Yes, and I hope that this consensus view is the view that prevails in the Supreme Court.
” At what point to we put the blame where it belongs and call them what they are the Bush Administration?”
They became the Bush Administration when he agreed to keep them in his administration.
This is what happens when the choice is always for the lesser of two evils. You still end up with evil.
His father did the same thing, throwing away the "no new taxes" pledge to make nice with the libs, then letting them stab him in the back for doing so. This is what you always get with RINOs and Pubbie moderates. They have no fixed conservative principles, and the liberals supply alternative "principles" through their control of the media and the DC careerists. It's often hard to say whether the Bushes are just stupid (no "vision thing"), or are deliberately sabotaging the conservative movement. The latter is the effect they have had, whatever their actual motive.
“Troubling?” Yes.
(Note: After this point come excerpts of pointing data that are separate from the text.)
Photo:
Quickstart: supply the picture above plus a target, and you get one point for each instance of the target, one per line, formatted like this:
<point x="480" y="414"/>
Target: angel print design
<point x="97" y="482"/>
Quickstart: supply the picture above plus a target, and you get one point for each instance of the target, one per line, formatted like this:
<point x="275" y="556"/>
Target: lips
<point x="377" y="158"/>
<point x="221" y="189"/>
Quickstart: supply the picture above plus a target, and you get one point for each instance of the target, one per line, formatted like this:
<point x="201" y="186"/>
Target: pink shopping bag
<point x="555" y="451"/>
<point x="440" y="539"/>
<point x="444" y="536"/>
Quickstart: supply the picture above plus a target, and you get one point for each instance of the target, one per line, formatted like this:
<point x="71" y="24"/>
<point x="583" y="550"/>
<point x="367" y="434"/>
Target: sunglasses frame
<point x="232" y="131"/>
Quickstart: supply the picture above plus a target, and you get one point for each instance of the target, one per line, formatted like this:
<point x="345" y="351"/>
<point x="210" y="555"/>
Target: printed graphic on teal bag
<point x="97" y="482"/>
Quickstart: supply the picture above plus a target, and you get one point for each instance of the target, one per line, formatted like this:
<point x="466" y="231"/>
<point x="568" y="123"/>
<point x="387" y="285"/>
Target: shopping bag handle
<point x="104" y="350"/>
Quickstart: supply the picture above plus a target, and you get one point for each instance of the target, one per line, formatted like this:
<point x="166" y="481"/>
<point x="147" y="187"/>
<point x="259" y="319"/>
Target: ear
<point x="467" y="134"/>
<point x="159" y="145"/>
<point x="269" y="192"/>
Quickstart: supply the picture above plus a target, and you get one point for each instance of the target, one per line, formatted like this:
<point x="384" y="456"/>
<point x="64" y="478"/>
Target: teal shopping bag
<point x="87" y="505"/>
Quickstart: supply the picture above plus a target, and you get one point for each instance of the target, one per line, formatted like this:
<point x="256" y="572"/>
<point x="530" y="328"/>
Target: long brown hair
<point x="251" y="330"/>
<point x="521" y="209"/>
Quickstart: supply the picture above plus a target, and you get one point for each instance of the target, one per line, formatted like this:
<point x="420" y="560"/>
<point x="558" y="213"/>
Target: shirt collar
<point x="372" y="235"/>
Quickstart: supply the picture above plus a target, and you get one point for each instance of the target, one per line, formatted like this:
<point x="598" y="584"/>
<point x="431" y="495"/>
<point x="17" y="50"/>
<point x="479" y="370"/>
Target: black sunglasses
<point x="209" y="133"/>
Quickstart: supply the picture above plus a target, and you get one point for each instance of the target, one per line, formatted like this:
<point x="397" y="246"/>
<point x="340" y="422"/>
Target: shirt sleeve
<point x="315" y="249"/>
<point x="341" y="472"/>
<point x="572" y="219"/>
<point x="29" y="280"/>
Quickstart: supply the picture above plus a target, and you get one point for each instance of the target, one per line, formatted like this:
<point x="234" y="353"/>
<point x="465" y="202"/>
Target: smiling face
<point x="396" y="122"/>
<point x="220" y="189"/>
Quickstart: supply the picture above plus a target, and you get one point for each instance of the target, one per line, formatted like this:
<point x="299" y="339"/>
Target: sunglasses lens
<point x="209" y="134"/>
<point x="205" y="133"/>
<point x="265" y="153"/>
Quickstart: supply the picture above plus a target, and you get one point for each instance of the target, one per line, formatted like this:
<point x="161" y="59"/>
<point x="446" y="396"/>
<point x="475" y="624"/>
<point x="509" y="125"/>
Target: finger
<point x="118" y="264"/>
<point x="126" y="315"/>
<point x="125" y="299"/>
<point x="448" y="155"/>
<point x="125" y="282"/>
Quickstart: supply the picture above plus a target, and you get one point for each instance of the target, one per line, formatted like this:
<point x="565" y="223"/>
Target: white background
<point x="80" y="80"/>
Unexpected? No.
And the DemocRATs are worse. Where does that leave us gunnies? Taken for granted as usual. The Republicans had the White House, the Senate and the House of Representatives and didn’t repeal any of the unconstitutional enactments we have been burdened with (I am not going to give them the undeserved title of “laws”). Not a one. I guess we know where we stand now folks.
Unfortunately, there are only two left. Huckabee, who is at best a RINO, and Paul... the Crazy Libertarian Uncle.
We are SO screwed...
This is no constitution at all! I feel infringed.
Short and sweet? The Justice Department agrees with the DC Circuit's decision on an individual right to keep and bear arms. This is a major endorsement. This is also consistent with Ashcroft's 2001 memo stating an individual right and the lengthy 2004 memo from the Justice Department supporting the individual right.
The ONLY area where it differs is how the U.S. Supreme Court is to evaluate Congressional regulatory laws. The DC Circuit says that any federal law concerning guns is subject to "strict scrutiny" -- identical to federal laws regulating speech. The DOJ says they only need to be subject to a "rational basis" review by the court.
THAT'S the "short and sweet" analysis.